Mais Paris n’est pas la France et la GMP, comme certaines autres fédérations, souffrent d’une mauvaise image que l’annonce divergente de cette année n’a fait qu’amplifier. La position antivoile du recteur, position contraire aux prescriptions de l’islam, a également affaibli son influence religieuse auprès des fidèles.

Nous ne sommes pas là pour juger qui que ce soit mais pour établir un diagnostic objectif et proposer des solutions. Nous avons changé d’ère. Il est essentiel de le comprendre. A présent, les musulmans attendent que leurs institutions soient le reflet de leurs attentes, et plus important, le reflet des principes véhiculés par leur religion. Ils soutiendront les institutions qui reflèteront le plus fidèlement possible ces aspirations et se détourneront de celles qui s’en détourneront.   

La GMP fête cette année son centenaire, une année charnière pour elle et pour les musulmans de France. Faire de cette année l’année de la réconciliation avec les autres fédérations propulserait la GMP et les fédérations qui l’ont suivi à un autre niveau. C’est ce que les musulmans les plus raisonnables attendent d’elles.  

De manière générale, les musulmans ont fait la preuve de leur capacité à dialoguer avec les autres cultes. Le dialogue interreligieux est un secteur solide de la communauté musulmane. Dans ces conditions, comment admettre que le dialogue intracommunautaire soit au point mort, qu’il soit impossible aux responsables du culte musulman de dépasser leurs désaccords personnels dans l’intérêt des musulmans ?

Aujourd’hui, l’heure n’est plus aux atermoiements. Il faut prendre la mesure de la situation. La seule solution est l’établissement d’une règle unique applicable à deux événements uniques, la date du début et de la fin de Ramadan. Si les responsables du culte ne parviennent pas à en discuter directement, que les imams prennent la relève, en accord avec leur direction.

Si aucun accord n’est obtenu dans les prochains mois, voilà ce qui arrivera.

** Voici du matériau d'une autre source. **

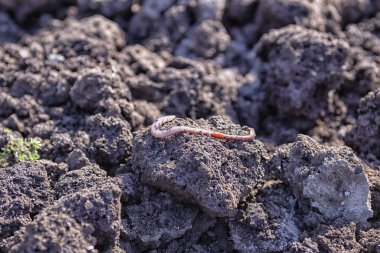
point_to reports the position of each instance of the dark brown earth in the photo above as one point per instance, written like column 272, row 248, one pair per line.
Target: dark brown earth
column 87, row 78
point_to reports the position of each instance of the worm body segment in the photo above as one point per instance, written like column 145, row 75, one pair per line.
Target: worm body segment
column 158, row 133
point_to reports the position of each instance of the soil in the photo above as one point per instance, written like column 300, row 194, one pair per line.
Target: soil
column 87, row 78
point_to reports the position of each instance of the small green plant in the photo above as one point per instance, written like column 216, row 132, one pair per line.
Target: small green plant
column 19, row 150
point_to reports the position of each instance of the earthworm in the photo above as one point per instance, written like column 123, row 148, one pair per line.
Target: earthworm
column 158, row 133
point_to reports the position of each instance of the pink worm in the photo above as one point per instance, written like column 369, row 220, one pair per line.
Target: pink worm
column 158, row 133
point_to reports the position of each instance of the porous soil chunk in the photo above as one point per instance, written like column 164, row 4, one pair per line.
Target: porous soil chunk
column 111, row 139
column 370, row 238
column 98, row 207
column 336, row 237
column 56, row 232
column 25, row 190
column 267, row 223
column 157, row 220
column 299, row 68
column 365, row 136
column 330, row 179
column 75, row 180
column 212, row 173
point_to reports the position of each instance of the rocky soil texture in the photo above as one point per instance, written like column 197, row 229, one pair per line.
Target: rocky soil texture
column 87, row 78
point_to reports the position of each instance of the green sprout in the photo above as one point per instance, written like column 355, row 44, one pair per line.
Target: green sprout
column 19, row 150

La prochaine divergence sera la dernière. Les fidèles boycotteront les fédérations qui ne joueront pas le jeu de l’union nationale, non par pour elles-mêmes, mais pour la communauté musulmane.

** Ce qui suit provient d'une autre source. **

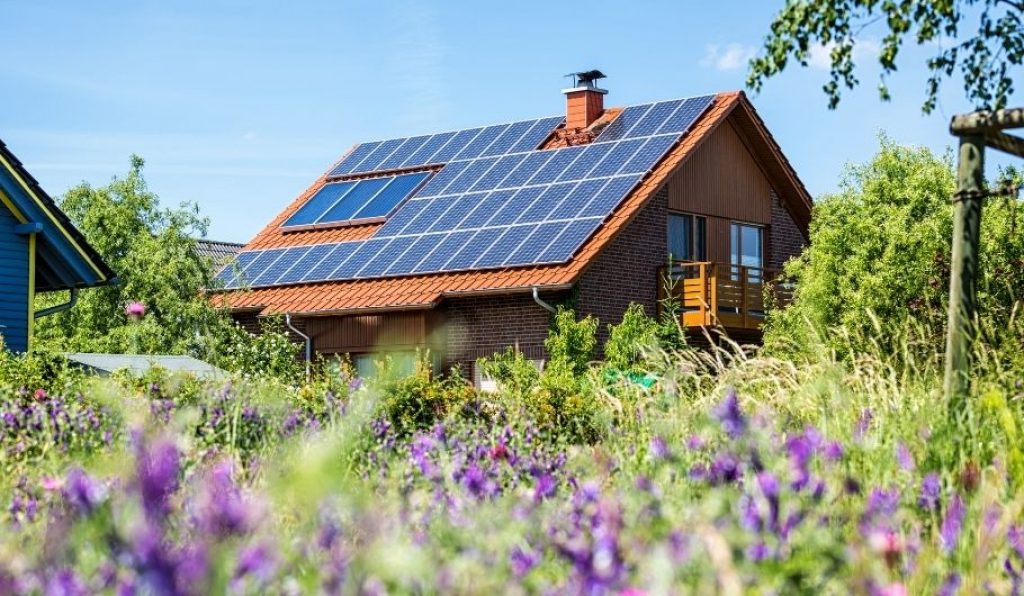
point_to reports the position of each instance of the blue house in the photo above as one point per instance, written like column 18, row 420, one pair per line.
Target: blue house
column 40, row 251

Chaque fédération représente un nombre considérable de lieux de culte. Il n’est pas envisageable d’exclure l’une des quelconques fédérations. Soit elles s’entendent toutes, soit celles qui ne respecteront pas la règle nationale disparaitront de la scène nationale pour ne plus exister que localement.

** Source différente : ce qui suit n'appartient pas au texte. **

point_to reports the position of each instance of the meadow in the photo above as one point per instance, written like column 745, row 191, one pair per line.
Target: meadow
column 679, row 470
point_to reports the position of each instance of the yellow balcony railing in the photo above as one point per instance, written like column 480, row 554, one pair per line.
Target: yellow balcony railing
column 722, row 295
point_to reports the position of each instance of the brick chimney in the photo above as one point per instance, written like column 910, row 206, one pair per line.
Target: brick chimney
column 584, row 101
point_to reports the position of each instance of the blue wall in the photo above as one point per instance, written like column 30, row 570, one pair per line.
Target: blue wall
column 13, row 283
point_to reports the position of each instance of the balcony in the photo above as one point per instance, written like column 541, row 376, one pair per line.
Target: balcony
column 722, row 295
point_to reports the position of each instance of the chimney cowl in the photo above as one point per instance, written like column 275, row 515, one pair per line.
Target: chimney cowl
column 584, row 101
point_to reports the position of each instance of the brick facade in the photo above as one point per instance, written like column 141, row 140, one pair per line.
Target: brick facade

Les musulmans de France ont exprimé en cette année 2026 leur ultime colère face aux divisions insupportables qui viennent profaner le début d’un mois béni. Ils ne tolèreront plus à l’avenir toute décision qui fracassera l’unité des fidèles. Que leur message soit entendu, et que 2026 marque la dernière année de la discorde, il appartiendra aux responsables du culte musulman d’en décider.